Five Key Points for Employers

The Ontario Government has passed Bill 132, the “Sexual Violence and Harassment Action Plan Act (Supporting Survivors and Challenging Sexual Violence and Harassment), 2016”. Bill 132 amends the Occupational Health and Safety Act (“OHSA”) to add additional obligations on employers with respect to workplace harassment. A summary of Bill 132’s provisions can be found in my previous article.

For this article, I have focused on five key points that employers should consider moving forward in advance of Bill 132’s effective date (September 8, 2016):

Point #1 – Sexual Harassment is a Health and Safety Issue

With Bill 132, the Government has continued to transform how sexual harassment is regulated from a pure human rights issue into a human rights and occupational health and safety issue. Under Bill 132, the definition of “workplace harassment” in OHSA now includes “workplace sexual harassment”. This means that companies can face liability both under the Human Rights Code (“Code”) and OHSA for sexual harassment in the workplace.

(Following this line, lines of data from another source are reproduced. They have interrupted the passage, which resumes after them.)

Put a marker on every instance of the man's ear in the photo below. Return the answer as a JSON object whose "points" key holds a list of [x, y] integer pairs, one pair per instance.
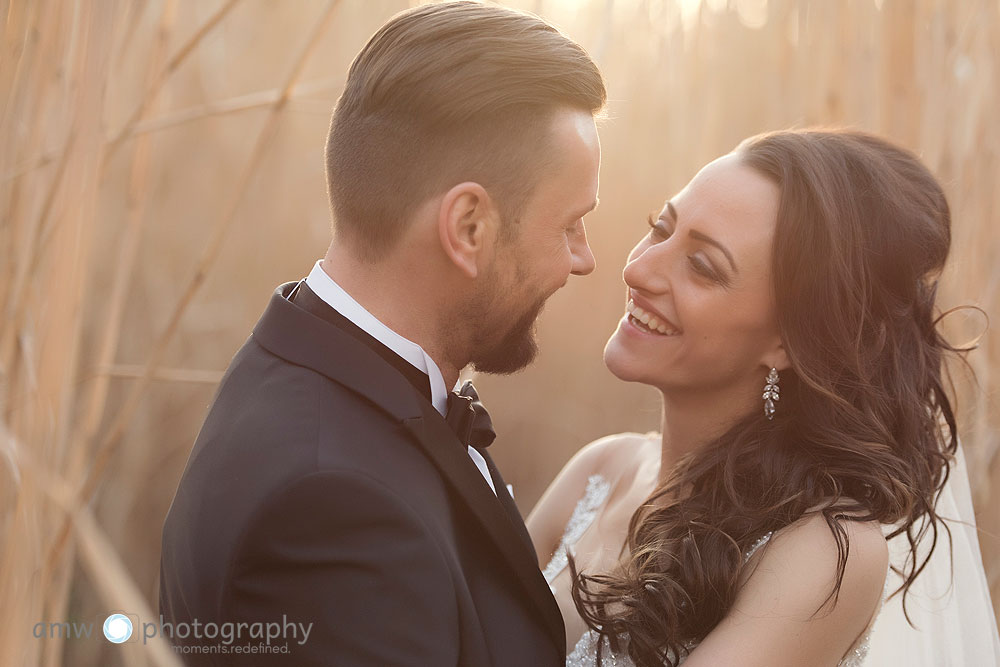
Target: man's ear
{"points": [[467, 227]]}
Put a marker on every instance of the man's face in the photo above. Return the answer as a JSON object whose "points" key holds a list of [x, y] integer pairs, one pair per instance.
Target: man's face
{"points": [[550, 243]]}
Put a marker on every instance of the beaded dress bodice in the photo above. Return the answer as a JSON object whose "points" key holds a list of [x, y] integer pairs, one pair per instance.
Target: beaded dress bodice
{"points": [[584, 654]]}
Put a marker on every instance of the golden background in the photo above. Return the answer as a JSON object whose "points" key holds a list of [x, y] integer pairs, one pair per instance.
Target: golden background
{"points": [[162, 171]]}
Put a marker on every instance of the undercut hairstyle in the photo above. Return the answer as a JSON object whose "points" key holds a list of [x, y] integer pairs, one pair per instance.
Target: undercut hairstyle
{"points": [[444, 94]]}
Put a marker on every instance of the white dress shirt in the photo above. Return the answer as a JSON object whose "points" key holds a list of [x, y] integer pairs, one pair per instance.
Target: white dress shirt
{"points": [[334, 295]]}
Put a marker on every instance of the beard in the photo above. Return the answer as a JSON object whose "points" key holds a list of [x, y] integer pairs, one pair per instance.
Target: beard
{"points": [[514, 349]]}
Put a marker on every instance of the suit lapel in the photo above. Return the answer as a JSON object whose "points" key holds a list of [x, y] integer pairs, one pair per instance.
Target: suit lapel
{"points": [[508, 503], [441, 445], [304, 339]]}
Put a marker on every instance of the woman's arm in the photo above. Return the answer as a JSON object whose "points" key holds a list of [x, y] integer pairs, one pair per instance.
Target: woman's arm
{"points": [[777, 621]]}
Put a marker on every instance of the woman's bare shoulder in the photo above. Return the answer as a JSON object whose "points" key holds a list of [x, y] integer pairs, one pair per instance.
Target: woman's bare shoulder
{"points": [[608, 457]]}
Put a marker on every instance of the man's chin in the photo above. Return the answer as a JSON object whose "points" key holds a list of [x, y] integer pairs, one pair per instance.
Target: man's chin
{"points": [[509, 357]]}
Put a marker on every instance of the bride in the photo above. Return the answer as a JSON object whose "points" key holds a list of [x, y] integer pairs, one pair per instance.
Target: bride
{"points": [[783, 305]]}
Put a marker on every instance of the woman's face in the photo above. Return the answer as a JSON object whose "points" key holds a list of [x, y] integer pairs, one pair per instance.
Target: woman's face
{"points": [[702, 279]]}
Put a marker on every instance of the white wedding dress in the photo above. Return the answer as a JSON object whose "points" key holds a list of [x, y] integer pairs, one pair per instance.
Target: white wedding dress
{"points": [[955, 628]]}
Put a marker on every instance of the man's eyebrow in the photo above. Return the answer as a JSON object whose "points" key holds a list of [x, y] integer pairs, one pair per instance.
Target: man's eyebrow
{"points": [[589, 209], [698, 236]]}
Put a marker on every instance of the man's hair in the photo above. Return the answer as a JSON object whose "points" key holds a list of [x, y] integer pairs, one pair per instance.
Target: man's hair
{"points": [[443, 94]]}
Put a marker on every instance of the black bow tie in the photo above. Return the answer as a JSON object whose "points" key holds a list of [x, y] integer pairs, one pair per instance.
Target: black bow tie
{"points": [[468, 418]]}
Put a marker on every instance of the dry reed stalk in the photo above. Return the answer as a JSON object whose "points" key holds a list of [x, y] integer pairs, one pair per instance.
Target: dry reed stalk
{"points": [[263, 98], [101, 454], [164, 374], [157, 82], [72, 461]]}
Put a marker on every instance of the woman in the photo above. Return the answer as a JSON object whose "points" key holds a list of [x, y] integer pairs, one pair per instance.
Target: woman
{"points": [[783, 305]]}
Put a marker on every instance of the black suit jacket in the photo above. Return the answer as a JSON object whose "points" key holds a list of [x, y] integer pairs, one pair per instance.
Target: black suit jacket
{"points": [[324, 488]]}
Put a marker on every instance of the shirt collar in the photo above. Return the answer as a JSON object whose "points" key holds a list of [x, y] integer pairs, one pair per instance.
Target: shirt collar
{"points": [[336, 297]]}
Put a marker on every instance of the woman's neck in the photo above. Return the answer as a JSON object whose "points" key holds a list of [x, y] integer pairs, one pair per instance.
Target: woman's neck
{"points": [[693, 421]]}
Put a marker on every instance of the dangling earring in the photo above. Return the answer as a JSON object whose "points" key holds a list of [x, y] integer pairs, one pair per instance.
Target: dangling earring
{"points": [[771, 393]]}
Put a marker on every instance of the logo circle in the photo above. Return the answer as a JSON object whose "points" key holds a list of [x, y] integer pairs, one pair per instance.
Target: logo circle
{"points": [[117, 628]]}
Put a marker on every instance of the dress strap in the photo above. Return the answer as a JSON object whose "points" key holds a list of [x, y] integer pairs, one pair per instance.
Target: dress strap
{"points": [[583, 515], [761, 541]]}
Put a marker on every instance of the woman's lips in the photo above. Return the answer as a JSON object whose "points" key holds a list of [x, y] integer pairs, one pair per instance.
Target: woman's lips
{"points": [[649, 322]]}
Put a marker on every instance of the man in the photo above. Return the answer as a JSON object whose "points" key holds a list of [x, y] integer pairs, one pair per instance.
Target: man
{"points": [[336, 481]]}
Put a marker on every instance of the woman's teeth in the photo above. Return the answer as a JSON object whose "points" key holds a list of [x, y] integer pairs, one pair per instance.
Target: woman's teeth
{"points": [[644, 320]]}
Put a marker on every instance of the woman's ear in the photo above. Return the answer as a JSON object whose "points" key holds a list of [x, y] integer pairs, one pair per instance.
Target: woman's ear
{"points": [[778, 358], [467, 227]]}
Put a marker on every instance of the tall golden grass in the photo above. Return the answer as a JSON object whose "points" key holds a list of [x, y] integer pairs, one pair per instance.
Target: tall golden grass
{"points": [[161, 171]]}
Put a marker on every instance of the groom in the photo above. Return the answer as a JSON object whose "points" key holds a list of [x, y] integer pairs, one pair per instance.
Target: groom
{"points": [[337, 484]]}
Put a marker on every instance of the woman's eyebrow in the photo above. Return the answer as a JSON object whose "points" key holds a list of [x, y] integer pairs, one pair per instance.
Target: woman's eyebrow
{"points": [[698, 236]]}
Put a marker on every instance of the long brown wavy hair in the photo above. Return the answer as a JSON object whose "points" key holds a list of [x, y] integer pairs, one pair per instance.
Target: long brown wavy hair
{"points": [[864, 427]]}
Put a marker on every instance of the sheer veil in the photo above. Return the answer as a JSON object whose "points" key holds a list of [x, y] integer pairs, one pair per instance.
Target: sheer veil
{"points": [[955, 623]]}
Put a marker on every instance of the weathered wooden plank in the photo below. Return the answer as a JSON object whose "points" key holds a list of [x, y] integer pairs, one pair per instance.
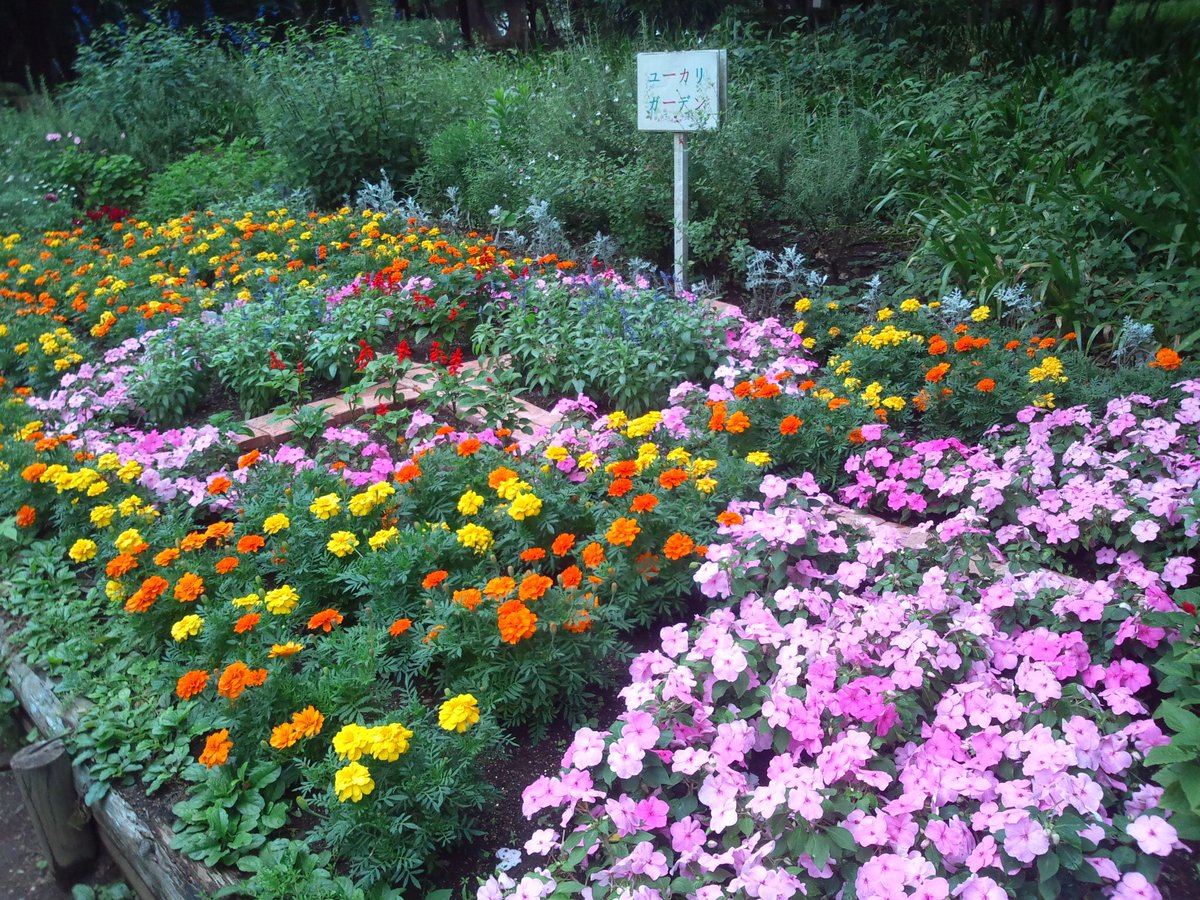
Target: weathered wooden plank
{"points": [[139, 847]]}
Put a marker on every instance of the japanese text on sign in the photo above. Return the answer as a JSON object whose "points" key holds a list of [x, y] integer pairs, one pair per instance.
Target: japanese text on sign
{"points": [[681, 91]]}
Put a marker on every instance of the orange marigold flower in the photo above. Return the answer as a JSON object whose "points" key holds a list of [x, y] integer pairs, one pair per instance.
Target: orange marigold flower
{"points": [[247, 622], [717, 420], [643, 503], [189, 588], [325, 619], [497, 477], [571, 577], [533, 587], [790, 425], [283, 736], [407, 472], [220, 531], [251, 544], [499, 587], [191, 683], [678, 546], [195, 540], [672, 478], [738, 423], [623, 532], [621, 487], [120, 565], [307, 723], [1167, 359], [216, 749], [516, 622], [937, 372], [433, 579], [237, 677]]}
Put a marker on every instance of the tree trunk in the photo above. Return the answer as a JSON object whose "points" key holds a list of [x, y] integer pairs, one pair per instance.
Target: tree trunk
{"points": [[64, 827]]}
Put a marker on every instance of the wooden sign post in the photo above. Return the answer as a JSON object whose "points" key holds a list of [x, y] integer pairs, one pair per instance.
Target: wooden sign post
{"points": [[681, 93]]}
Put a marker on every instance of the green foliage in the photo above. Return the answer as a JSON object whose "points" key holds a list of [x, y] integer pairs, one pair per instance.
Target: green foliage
{"points": [[627, 346], [1179, 762], [155, 94], [217, 177], [229, 811], [171, 379]]}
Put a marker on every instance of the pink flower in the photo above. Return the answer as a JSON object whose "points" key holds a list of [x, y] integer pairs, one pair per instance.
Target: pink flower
{"points": [[1153, 834]]}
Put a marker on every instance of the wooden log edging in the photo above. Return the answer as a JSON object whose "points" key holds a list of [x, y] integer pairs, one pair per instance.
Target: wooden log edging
{"points": [[139, 847]]}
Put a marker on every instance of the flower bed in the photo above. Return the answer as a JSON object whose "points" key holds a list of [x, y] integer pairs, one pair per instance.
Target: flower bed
{"points": [[331, 639]]}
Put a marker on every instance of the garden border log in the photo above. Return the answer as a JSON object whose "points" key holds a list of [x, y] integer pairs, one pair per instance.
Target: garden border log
{"points": [[141, 849]]}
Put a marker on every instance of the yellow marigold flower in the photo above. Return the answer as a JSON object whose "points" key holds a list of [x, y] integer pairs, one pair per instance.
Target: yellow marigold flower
{"points": [[381, 491], [130, 471], [187, 627], [129, 539], [475, 537], [82, 550], [389, 742], [459, 713], [325, 507], [643, 425], [352, 742], [382, 538], [281, 600], [525, 505], [361, 504], [342, 544], [471, 503], [353, 783], [276, 523]]}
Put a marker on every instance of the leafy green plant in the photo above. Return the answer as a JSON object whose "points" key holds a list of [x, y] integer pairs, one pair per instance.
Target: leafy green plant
{"points": [[229, 811]]}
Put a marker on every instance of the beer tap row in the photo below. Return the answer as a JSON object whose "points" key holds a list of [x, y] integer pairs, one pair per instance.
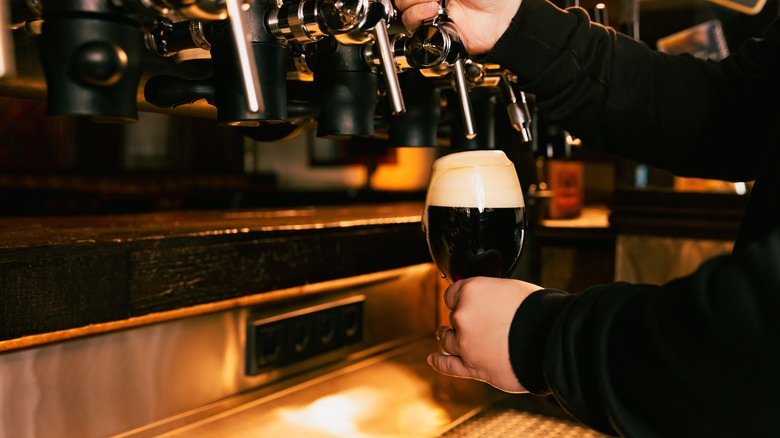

Point #2 – Harassment Should be Taken Seriously

As noted above, with Bill 132 employers face potential liability under 2 separate statutes. An employee can file a complaint of sexual harassment under the Code with the Human Rights Tribunal and, at the same time, a company can face a prosecution by the Ministry of Labour (“MOL”). In other words, the potential consequences have increased to employers who ignore or do not take reasonable efforts to prevent harassment at work. Employers need to be vigilant to ensure a respectful workplace. At the very least, this means training staff (including management), enforcing anti-discrimination and harassment policies and taking complaints seriously. This leads nicely into Point #3. 

Point #3 – All Incidents/Complaints Must be Investigated

Bill 132 specifies that employers have a duty to investigate incidents/ complaints of harassment. While this does not mean that every complaint should go through a week-long investigation (Bill 132 speaks of investigations that are “appropriate in the circumstances”), it does mean that employers must look into and deal with all complaints – even those that may seem, at first glance, as minor or trivial.

Point #4 – Amend Workplace Harassment Program

Currently, employers are only required to have a workplace harassment program in place that sets out a procedure to report and investigate complaints. After Bill 132, employers must also ensure that their workplace harassment program sets out:

  • Procedures for reporting incidents to a person other than the complainant’s supervisor if that person is the alleged harasser.
  • How information obtained about an incident or complaint will not be disclosed unless disclosure is necessary for the purposes of investigating or taking correction action.
  • How the alleged victim and perpetrator (if a worker) will be informed of the results of the investigation and of corrective action.

Notably, this must be set out in writing and be developed in consultation with the joint health and safety committee (or health and safety representative). The new, beefed-up, program must be reviewed annually.

Point #5 – Beware the Power of the MOL

In an effort to ensure that all complaints are properly investigated, a MOL inspector can mandate that employers retain an external investigator to investigate a harassment complaint. Notably, the external investigator is to be paid for by the employer and possess qualifications as are specified by the inspector. There are currently no limits on the inspector’s power or discretion. Accordingly, a lacklustre investigation is done at the employer’s peril. The MOL has the authority to send in an investigator to ensure that nothing is swept under the rug!

Employers should review the above points, start training staff, begin to amend their policies/procedures and, indeed, consider their overall outlook on workplace harassment in advance of Bill 132 coming into effect on September 8, 2016.